Other studies of chronic stress support these findings. For example, in a remarkable animal study, examination of the brains of sacrificed animals showed that 85% of the brain cells observed in the animals exposed to chronic stress showed signs of degeneration. It is this type of cellular degeneration that can lead to long-term cognitive difficulties. Amazingly, when ashwagandha was administered to chronically stressed animals, the number of degenerating brain cells was reduced by 80%!3

From this link

Ashwagandha: Stress Reduction, Neural Protection, and a Lot More from an Ancient Herb - Life Extension

I came across ashwagandha a couple of years ago after I came to the conclusion that my anxiety wasn’t a mental issue but rather an adrenal gland issue. It started to make sense that mental disorders, like depression and anxiety, are often a _result_ of a hormonal issue. I started looking for supplements that support or calm the adrenal glands. I began taking ashwagandha and my life changed...

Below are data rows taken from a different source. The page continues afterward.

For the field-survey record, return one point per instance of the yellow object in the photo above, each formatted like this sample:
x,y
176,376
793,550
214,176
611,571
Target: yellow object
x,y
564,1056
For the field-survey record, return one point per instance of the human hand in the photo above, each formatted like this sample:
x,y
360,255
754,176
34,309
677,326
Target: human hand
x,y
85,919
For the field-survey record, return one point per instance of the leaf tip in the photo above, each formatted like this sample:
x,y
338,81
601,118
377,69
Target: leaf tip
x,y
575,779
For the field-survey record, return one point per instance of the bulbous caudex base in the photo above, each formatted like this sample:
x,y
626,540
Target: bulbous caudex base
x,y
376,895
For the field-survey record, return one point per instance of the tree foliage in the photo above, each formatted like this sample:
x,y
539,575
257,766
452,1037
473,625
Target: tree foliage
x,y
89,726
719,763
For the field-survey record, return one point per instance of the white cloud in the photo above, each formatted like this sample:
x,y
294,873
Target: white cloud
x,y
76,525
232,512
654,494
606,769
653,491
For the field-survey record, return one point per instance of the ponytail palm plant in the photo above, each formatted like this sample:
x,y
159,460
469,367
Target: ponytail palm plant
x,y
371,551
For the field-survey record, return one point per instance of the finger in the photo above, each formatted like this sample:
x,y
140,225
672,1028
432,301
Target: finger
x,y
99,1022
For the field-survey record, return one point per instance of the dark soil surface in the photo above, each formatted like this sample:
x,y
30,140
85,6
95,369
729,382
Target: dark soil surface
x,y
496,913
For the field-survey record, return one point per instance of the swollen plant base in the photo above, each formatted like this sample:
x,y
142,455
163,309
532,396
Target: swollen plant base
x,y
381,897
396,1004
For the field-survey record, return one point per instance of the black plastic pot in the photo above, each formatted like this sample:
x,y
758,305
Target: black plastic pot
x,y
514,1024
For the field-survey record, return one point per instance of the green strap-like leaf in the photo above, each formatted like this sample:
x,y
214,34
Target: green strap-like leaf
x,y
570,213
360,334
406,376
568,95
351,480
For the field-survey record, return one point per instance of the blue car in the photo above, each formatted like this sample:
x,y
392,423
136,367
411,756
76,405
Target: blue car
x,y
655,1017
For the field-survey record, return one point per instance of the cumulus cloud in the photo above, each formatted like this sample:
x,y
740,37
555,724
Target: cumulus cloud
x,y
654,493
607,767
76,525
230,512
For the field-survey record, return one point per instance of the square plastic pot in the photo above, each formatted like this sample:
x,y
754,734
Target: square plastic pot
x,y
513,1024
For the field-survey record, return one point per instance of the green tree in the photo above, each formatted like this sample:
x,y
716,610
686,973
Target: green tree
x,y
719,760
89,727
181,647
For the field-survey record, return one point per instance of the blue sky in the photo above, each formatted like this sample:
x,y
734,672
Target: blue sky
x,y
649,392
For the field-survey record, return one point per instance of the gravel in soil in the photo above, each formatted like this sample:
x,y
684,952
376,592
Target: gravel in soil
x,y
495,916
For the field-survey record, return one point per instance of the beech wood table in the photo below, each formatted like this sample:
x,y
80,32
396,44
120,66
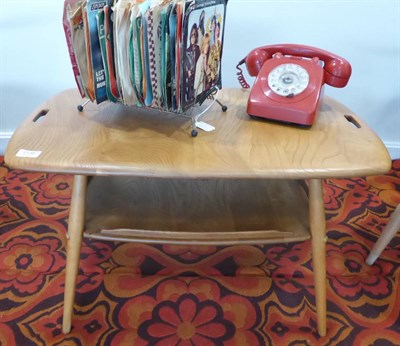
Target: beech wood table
x,y
150,181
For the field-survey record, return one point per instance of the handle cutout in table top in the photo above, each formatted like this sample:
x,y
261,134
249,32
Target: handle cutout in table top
x,y
40,115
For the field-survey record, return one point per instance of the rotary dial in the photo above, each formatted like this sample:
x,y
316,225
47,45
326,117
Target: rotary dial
x,y
288,80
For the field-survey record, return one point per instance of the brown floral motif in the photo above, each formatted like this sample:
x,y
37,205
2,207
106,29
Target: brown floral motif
x,y
189,253
187,321
352,276
24,262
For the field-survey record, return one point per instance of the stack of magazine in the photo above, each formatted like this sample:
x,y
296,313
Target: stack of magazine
x,y
151,53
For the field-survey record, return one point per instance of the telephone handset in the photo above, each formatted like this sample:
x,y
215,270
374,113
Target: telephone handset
x,y
290,81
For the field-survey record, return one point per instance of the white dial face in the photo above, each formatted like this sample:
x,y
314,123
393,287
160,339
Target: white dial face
x,y
288,80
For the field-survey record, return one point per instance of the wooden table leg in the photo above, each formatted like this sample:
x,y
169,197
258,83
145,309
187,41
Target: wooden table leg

From this link (the adrenal glands are part of the endnocrine/immune system - so you understand how it works as a whole)

Is Ashwagandha Good For Anxiety & Depression? | LIVESTRONG.COM - Deep Scythe


----------



## GatorBytes

Here is the link to help you find a Holistic veterinarian in your area that can help you.
Australian Holistic Veterinarians

Australian Holistic Vets - Locate a vet


----------



## Lauri & The Gang

Speaking as someone who HAS had to euthanize a 6 month old dog due to fear aggression, sometimes you have to think how the DOG feels.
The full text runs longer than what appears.